3. Sliding window and interval analysis
The process of mapping probes directly to genes and calculating their expression levels relies on the accuracy of pre-conceived gene models. An alternative approach is to perform a sliding window analysis, summarising probe signal across entire chromosomes in a series of overlapping frames, independent of gene information. The scripts sliding_window.pl and interval.pl were created to perform this function in a similar manner to the Affymetrix Tiling Array Software application, TAS (Figure 3). This form of analysis may be used to compare results from two ‘conditions’ with a single hybridisation or replicate hybridisations representing each condition. Two conditions may represent treatment and control or two different life-cycle stages. For example, the majority of TashAT genes are believed to be expressed in the macroschizont and down-regulated during differentiation and this is illustrated in Figure 6.

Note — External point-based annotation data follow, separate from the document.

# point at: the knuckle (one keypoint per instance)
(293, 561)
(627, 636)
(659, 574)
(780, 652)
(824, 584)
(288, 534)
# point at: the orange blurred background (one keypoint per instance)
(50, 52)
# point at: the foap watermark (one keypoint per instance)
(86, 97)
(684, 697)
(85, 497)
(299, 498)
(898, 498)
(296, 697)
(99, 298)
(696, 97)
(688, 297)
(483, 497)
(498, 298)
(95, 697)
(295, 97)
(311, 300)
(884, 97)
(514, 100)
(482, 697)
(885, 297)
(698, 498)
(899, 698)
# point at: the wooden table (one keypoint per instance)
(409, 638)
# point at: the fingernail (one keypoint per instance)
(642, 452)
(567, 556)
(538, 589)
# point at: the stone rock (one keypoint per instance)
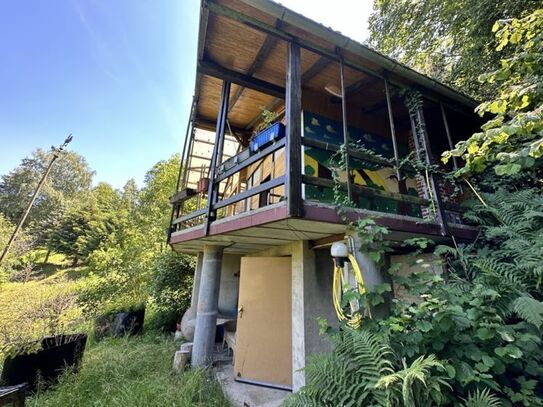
(180, 360)
(188, 323)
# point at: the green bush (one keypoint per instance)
(162, 321)
(171, 283)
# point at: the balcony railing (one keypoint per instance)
(258, 180)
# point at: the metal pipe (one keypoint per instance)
(297, 20)
(393, 132)
(219, 134)
(345, 129)
(207, 309)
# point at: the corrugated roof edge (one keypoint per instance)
(285, 14)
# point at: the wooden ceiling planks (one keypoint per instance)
(232, 44)
(249, 105)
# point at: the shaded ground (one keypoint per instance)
(132, 372)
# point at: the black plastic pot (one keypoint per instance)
(120, 324)
(56, 354)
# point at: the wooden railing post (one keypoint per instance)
(293, 149)
(213, 189)
(432, 184)
(345, 129)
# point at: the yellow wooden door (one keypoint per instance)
(263, 338)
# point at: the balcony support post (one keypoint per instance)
(448, 132)
(293, 113)
(216, 158)
(207, 308)
(402, 188)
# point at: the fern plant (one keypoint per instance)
(347, 376)
(482, 398)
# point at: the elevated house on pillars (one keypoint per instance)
(276, 97)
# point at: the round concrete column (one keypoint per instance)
(208, 300)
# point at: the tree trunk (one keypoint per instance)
(47, 255)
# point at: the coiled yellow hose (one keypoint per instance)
(353, 320)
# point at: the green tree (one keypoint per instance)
(69, 182)
(511, 143)
(448, 40)
(155, 207)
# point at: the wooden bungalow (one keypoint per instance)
(276, 97)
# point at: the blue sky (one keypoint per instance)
(118, 74)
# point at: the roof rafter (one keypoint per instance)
(269, 43)
(309, 74)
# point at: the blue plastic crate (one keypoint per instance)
(266, 137)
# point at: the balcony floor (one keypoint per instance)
(262, 228)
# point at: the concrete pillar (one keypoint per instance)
(189, 317)
(312, 281)
(303, 266)
(208, 299)
(196, 280)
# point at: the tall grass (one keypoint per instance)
(131, 372)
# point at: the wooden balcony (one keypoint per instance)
(284, 191)
(251, 212)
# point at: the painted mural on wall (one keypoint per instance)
(317, 163)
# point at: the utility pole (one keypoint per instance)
(56, 153)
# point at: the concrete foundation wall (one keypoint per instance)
(319, 302)
(229, 286)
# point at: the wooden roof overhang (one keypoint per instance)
(245, 42)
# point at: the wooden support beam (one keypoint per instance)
(365, 191)
(269, 29)
(375, 107)
(212, 192)
(258, 25)
(314, 69)
(362, 83)
(207, 124)
(293, 113)
(326, 241)
(210, 68)
(271, 107)
(447, 131)
(268, 44)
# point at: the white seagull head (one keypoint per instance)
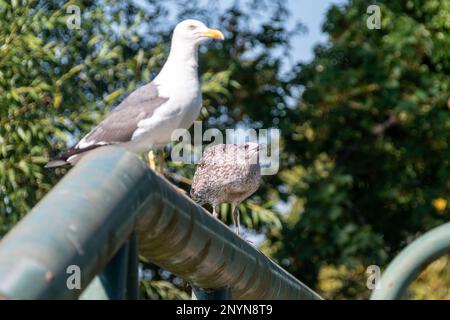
(194, 32)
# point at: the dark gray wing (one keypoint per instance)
(120, 125)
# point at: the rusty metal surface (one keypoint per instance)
(86, 218)
(411, 261)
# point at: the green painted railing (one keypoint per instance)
(411, 261)
(109, 206)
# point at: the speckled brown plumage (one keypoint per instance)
(227, 173)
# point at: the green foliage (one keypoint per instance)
(365, 156)
(55, 83)
(370, 139)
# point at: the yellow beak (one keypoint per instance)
(213, 33)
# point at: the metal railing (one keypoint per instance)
(411, 261)
(104, 210)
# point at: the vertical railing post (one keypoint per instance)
(132, 290)
(119, 280)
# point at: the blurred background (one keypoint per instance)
(364, 116)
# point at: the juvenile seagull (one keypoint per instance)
(227, 173)
(147, 117)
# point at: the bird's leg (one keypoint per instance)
(236, 219)
(161, 162)
(151, 159)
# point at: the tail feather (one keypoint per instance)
(65, 157)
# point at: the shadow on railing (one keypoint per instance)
(95, 217)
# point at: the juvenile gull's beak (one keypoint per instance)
(214, 34)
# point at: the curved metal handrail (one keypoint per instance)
(91, 213)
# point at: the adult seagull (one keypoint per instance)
(147, 117)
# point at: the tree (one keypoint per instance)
(57, 81)
(368, 143)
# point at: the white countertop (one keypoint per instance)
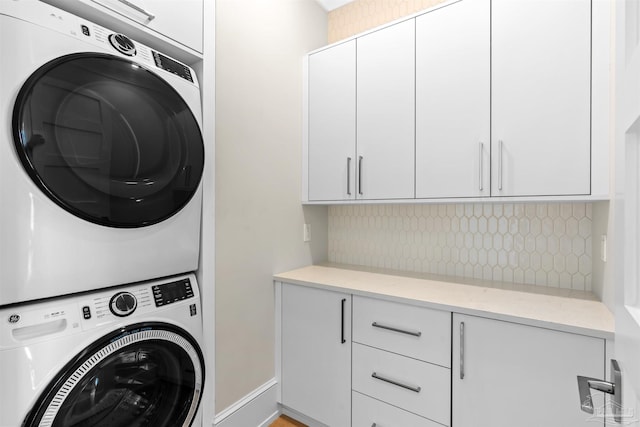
(559, 309)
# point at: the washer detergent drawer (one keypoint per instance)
(418, 387)
(368, 411)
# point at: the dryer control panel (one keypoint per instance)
(167, 293)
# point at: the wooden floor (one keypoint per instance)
(285, 421)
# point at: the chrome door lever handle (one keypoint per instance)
(585, 384)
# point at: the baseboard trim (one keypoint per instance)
(259, 408)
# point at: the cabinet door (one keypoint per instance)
(332, 123)
(510, 374)
(316, 354)
(541, 62)
(453, 101)
(385, 112)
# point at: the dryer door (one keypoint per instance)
(108, 140)
(144, 375)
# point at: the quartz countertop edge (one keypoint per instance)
(568, 314)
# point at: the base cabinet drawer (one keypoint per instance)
(417, 332)
(418, 387)
(367, 412)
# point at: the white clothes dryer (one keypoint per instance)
(101, 157)
(119, 357)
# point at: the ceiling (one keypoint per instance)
(329, 5)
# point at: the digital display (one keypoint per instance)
(168, 293)
(172, 66)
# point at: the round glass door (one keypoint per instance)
(145, 375)
(108, 140)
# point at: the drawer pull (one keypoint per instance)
(391, 328)
(461, 350)
(342, 303)
(387, 380)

Figure 6. Sliding windows and interval analysis
Predicted transcripts compare favourably with the TashAT gene models. To summarise, a sliding window is moved along the chromosome in a series of steps and each successive window (or band) represents a different collection of neighbouring probes. The values of the probes in the first condition are compared to the values in the second condition using a Wilcoxon Rank-sum Test. This tests the hypothesis that the values in each group are different and calculates a p value for each band. The Hodges-Lehmann Estimator (HLE) is also calculated and may be used as a measure of the difference in signal intensity between the two conditions. Further details regarding the implementation of this test can be found in the documentation and in the Perl source code. The p values and HLE values for each window may be visualised directly in IGB to give an impression of differential expression between conditions.

The results of sliding window analysis can be used to predict the location of up-regulated and down-regulated transcripts and this is achieved using a three-step process called interval analysis. The result for each band is examined in turn and a band is designated as ‘valid’ if it has a p value below a preset threshold and an HLE value above a threshold. Following this, neighbouring valid bands are grouped together to form blocks of bands, containing gaps no larger than a pre-determined length. Finally, predicted transcripts are identified as blocks of bands above a minimum length. Details of each predicted transcript can be saved as genomic annotation and used for down-stream analysis.